岩手県盛岡市津志田の市都南総合支所と盛岡東署見前幹部交番の前にあるバス停に今月上旬、手作りの屋根付きベンチが無断で設置された。誰かがバス利用者のために置いたとみられるが、市は「たとえ善意でも市道への無許可設置は違法」と撤去を呼びかけた。名乗り出る人がいないまま3週間以上たった28日、ベンチに破損が見つかり、市は危険と判断して撤去した。交番前に現れた大胆な珍風景に、周辺は一時ざわついた。(盛岡総局・土屋聡史)


2ヵ所、名乗り出る人おらず 破損見つかり危険と判断
 市道路管理課などによると、今月5日に総合支所から「バス停2カ所にベンチが設置されている」と連絡があった。停留所は道路の両側にある岩手県交通の「都南総合支所前」で、ベンチは歩道上のバス停そばに置かれていた。

 木材とプラスチック板で作られ、座面の幅は二つとも約1メートル。奥行きは37センチと55センチ、高さは約1・6メートルと1・8メートルだった。プラスチックの屋根があり、地面にはベニヤ板が敷かれ、接合部はくぎやビニールテープで補強されていた。

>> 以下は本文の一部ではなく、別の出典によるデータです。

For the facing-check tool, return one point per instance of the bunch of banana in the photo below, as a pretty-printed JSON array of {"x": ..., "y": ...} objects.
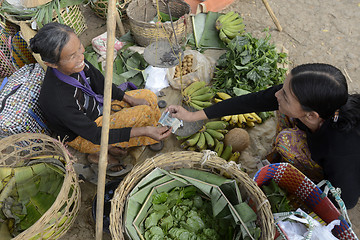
[
  {"x": 229, "y": 25},
  {"x": 197, "y": 95},
  {"x": 207, "y": 137},
  {"x": 240, "y": 120}
]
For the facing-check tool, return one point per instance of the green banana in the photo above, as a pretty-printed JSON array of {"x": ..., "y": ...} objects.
[
  {"x": 201, "y": 103},
  {"x": 200, "y": 145},
  {"x": 223, "y": 131},
  {"x": 226, "y": 154},
  {"x": 193, "y": 139},
  {"x": 201, "y": 91},
  {"x": 204, "y": 97},
  {"x": 209, "y": 140},
  {"x": 215, "y": 134},
  {"x": 219, "y": 148},
  {"x": 234, "y": 157},
  {"x": 223, "y": 37},
  {"x": 194, "y": 87},
  {"x": 196, "y": 107},
  {"x": 216, "y": 125}
]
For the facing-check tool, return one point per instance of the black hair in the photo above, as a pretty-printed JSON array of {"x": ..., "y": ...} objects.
[
  {"x": 50, "y": 40},
  {"x": 323, "y": 88}
]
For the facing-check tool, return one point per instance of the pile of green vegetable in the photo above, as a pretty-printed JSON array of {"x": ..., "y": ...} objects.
[
  {"x": 42, "y": 14},
  {"x": 249, "y": 64},
  {"x": 128, "y": 66},
  {"x": 184, "y": 214}
]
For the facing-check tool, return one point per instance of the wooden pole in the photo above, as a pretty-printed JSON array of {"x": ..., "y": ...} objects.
[
  {"x": 119, "y": 24},
  {"x": 272, "y": 15},
  {"x": 111, "y": 25}
]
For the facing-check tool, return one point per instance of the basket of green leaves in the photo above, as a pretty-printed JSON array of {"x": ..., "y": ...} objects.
[
  {"x": 39, "y": 190},
  {"x": 189, "y": 195}
]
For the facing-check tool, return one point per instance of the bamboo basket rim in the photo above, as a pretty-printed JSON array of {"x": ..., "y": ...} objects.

 道路法は、32条で道に工作物を設置する際に道路管理者の許可を求め、43条は交通の支障になり得る物件の設置を認めていない。市は張り紙で撤去を呼びかけたが、設置に関係した人からの連絡や目撃情報はなかった。

 28日午前に職員が見回った際、ベンチにゆがみや破損が見られた。市は利用者がけがをする危険があると判断し、二つとも撤去。バス停の時刻表近くには、作った人に連絡を呼びかける文書を張った。

 近くに住む70代の無職男性は「ベンチの大きさからすると、車で運び込み複数人で作業したと思う。設置した人の『バス利用者に休んでもらおう』という思いやりも感じる。悪意はないだろうと思うので複雑です」と語った。

 市道路管理課の担当者は「ご厚意とはいえ、管理上の問題もあったので、撤去した」と話した。